• Bristol to become world’s first ‘transparent city’

    960 720 Stuart O'Brien

    Bristol City Council has teamed up with the TISC report in hopes of helping to end slavery.

    As the world’s largest open anti-slavery register, the TISC report hopes to provide readily available data on companies, and provide registered organisations with resources to help them comply with new legislation.

    Making the service free to Government and public sector bodies, the company is hoping that more local authorities like Bristol will come forward to encourage enforcement of the Modern Slavery Act established in 2015.

    50 per cent of all funds raised through the registry will go directly to helping victims of slavery and trafficking.

    “We are very proud to have developed a sustainable model that can do so much good in combatting slavery without having to go ‘cap in hand’ to the taxpayer and without diverting funds from frontline work,” said TISC report CEO Jaya Chakrabarti MBE. “The final deadline for this first year of required compliance is October 2017. Our system will provide an accessible, open platform to help achieve this goal.”

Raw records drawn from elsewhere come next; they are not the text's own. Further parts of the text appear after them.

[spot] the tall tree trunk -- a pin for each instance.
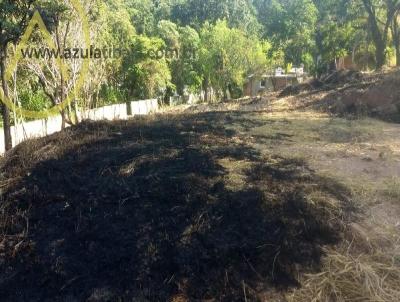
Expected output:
(396, 39)
(5, 112)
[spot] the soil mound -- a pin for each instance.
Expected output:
(143, 211)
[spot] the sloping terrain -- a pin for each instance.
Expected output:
(247, 201)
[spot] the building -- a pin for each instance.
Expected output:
(257, 84)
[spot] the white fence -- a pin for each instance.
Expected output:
(44, 127)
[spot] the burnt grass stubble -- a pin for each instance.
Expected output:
(167, 226)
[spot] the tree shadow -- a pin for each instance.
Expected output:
(144, 214)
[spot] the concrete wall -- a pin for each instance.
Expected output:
(44, 127)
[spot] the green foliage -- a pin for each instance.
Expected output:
(34, 101)
(143, 75)
(227, 55)
(192, 45)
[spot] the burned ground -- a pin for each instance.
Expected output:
(143, 211)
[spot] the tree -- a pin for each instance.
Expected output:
(240, 14)
(377, 9)
(227, 55)
(290, 26)
(14, 17)
(144, 74)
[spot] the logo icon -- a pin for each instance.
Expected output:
(37, 22)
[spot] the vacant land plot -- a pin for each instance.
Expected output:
(258, 202)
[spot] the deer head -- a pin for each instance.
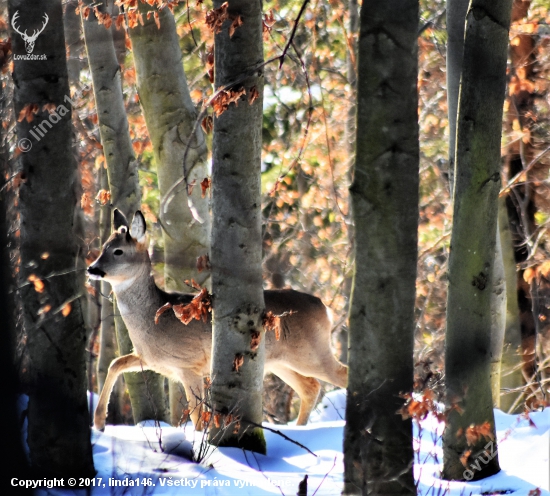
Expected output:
(29, 40)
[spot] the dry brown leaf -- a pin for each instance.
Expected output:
(207, 124)
(91, 290)
(199, 308)
(464, 458)
(28, 112)
(49, 107)
(37, 283)
(216, 17)
(255, 340)
(203, 263)
(225, 98)
(253, 95)
(237, 22)
(44, 309)
(238, 362)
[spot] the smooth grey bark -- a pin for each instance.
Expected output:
(378, 454)
(353, 27)
(58, 420)
(456, 19)
(238, 302)
(146, 389)
(472, 254)
(73, 39)
(170, 116)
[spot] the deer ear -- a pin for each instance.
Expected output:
(119, 220)
(138, 227)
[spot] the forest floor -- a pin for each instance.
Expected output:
(151, 460)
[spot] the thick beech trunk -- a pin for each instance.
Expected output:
(472, 254)
(378, 454)
(237, 369)
(146, 389)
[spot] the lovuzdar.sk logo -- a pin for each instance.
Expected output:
(29, 39)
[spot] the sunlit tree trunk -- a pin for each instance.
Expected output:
(171, 117)
(58, 420)
(73, 40)
(146, 389)
(456, 17)
(472, 254)
(378, 454)
(237, 370)
(511, 377)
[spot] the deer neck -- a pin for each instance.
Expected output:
(138, 294)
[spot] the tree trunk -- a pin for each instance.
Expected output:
(146, 389)
(171, 116)
(384, 196)
(237, 368)
(58, 429)
(456, 17)
(498, 319)
(472, 254)
(521, 200)
(511, 377)
(351, 63)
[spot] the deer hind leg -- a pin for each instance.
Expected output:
(194, 390)
(334, 372)
(126, 363)
(307, 388)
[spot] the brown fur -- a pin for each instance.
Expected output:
(301, 356)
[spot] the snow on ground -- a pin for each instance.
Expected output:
(149, 460)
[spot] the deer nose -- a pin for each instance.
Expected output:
(95, 272)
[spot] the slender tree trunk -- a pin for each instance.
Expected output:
(237, 369)
(146, 389)
(384, 196)
(171, 116)
(472, 255)
(510, 370)
(58, 428)
(351, 62)
(521, 199)
(456, 18)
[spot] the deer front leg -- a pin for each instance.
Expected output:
(126, 363)
(194, 390)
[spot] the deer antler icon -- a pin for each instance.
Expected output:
(29, 40)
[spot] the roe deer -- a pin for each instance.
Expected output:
(182, 352)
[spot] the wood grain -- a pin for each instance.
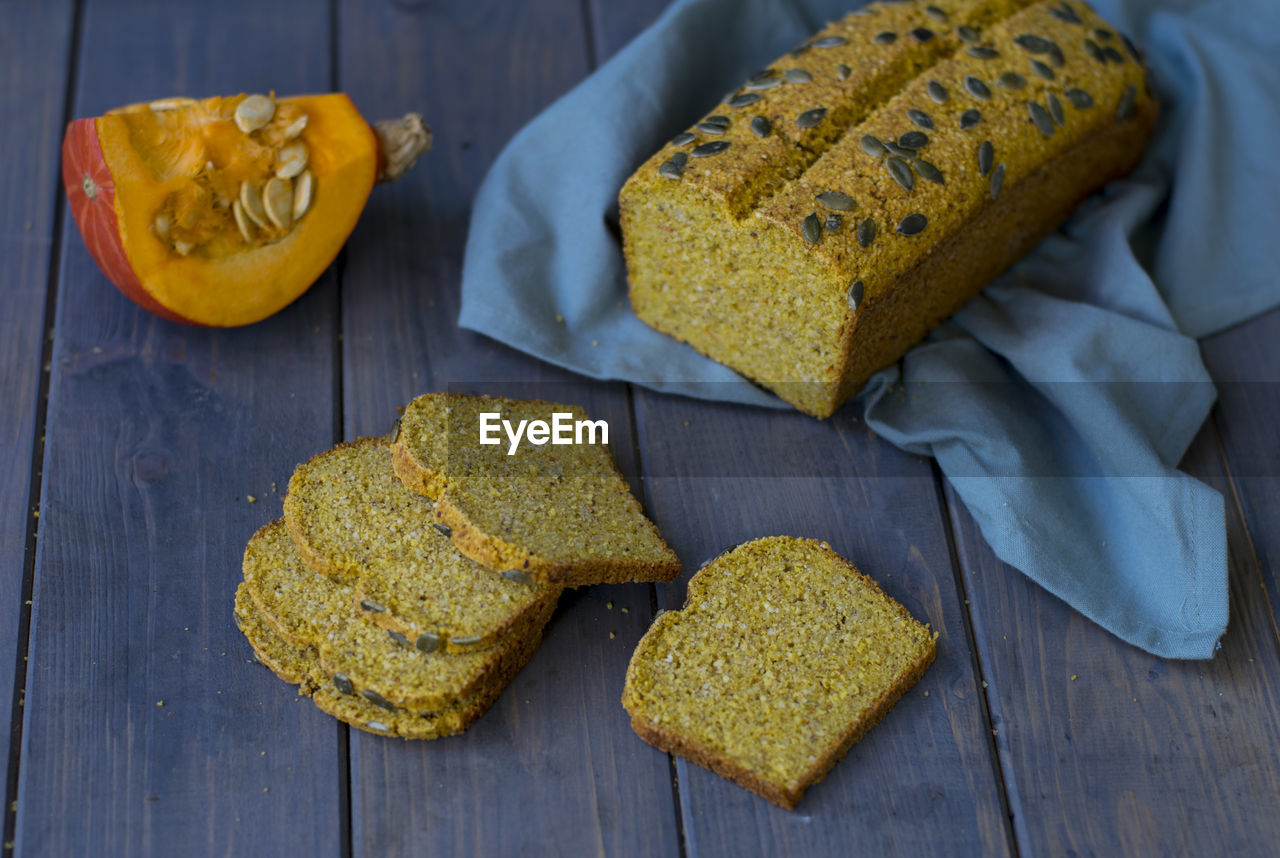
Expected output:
(551, 768)
(35, 58)
(147, 729)
(1109, 751)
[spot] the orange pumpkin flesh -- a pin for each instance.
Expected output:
(155, 191)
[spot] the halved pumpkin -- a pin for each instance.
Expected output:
(223, 211)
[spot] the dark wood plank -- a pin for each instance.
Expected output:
(147, 731)
(1244, 361)
(35, 58)
(924, 780)
(551, 770)
(1109, 751)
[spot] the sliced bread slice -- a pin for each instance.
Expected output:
(353, 520)
(561, 514)
(782, 657)
(309, 610)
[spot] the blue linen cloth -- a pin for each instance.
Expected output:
(1060, 401)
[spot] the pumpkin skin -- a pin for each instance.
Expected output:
(114, 187)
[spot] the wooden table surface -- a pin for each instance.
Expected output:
(133, 719)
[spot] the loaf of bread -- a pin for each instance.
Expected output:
(854, 194)
(782, 657)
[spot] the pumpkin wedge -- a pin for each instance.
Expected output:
(222, 211)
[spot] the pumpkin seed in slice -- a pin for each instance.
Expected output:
(919, 118)
(1041, 118)
(900, 170)
(836, 201)
(913, 224)
(867, 232)
(291, 160)
(855, 295)
(302, 195)
(254, 112)
(812, 228)
(278, 201)
(810, 118)
(976, 87)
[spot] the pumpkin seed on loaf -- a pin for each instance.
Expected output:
(300, 667)
(309, 610)
(560, 514)
(782, 657)
(352, 519)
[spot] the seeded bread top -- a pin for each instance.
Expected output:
(307, 610)
(350, 514)
(557, 512)
(781, 651)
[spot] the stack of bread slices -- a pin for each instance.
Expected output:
(411, 575)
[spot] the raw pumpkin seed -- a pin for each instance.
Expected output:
(254, 112)
(919, 118)
(810, 118)
(900, 170)
(929, 172)
(913, 140)
(707, 150)
(302, 195)
(867, 232)
(1128, 101)
(291, 160)
(913, 224)
(1079, 99)
(1041, 118)
(252, 204)
(241, 220)
(976, 87)
(855, 295)
(378, 699)
(278, 201)
(812, 228)
(836, 201)
(873, 147)
(1055, 109)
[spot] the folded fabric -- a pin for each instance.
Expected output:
(1060, 401)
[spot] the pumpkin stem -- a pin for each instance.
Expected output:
(402, 142)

    In the 1700s, Bristol was known as the leading British port for slavery, an image that Mayor of the City of Bristol, Marvin Rees, is hoping to combat by teaming up with the registry.

    “We should not wait for the world to save itself,” said Mayor Rees. “It is for cities to set the example on things that matter, from climate change and inequality to the eradication of exploitation and slavery.”

    “Together with Bristol’s business community we will ensure that slavery has no place to hide in our city.”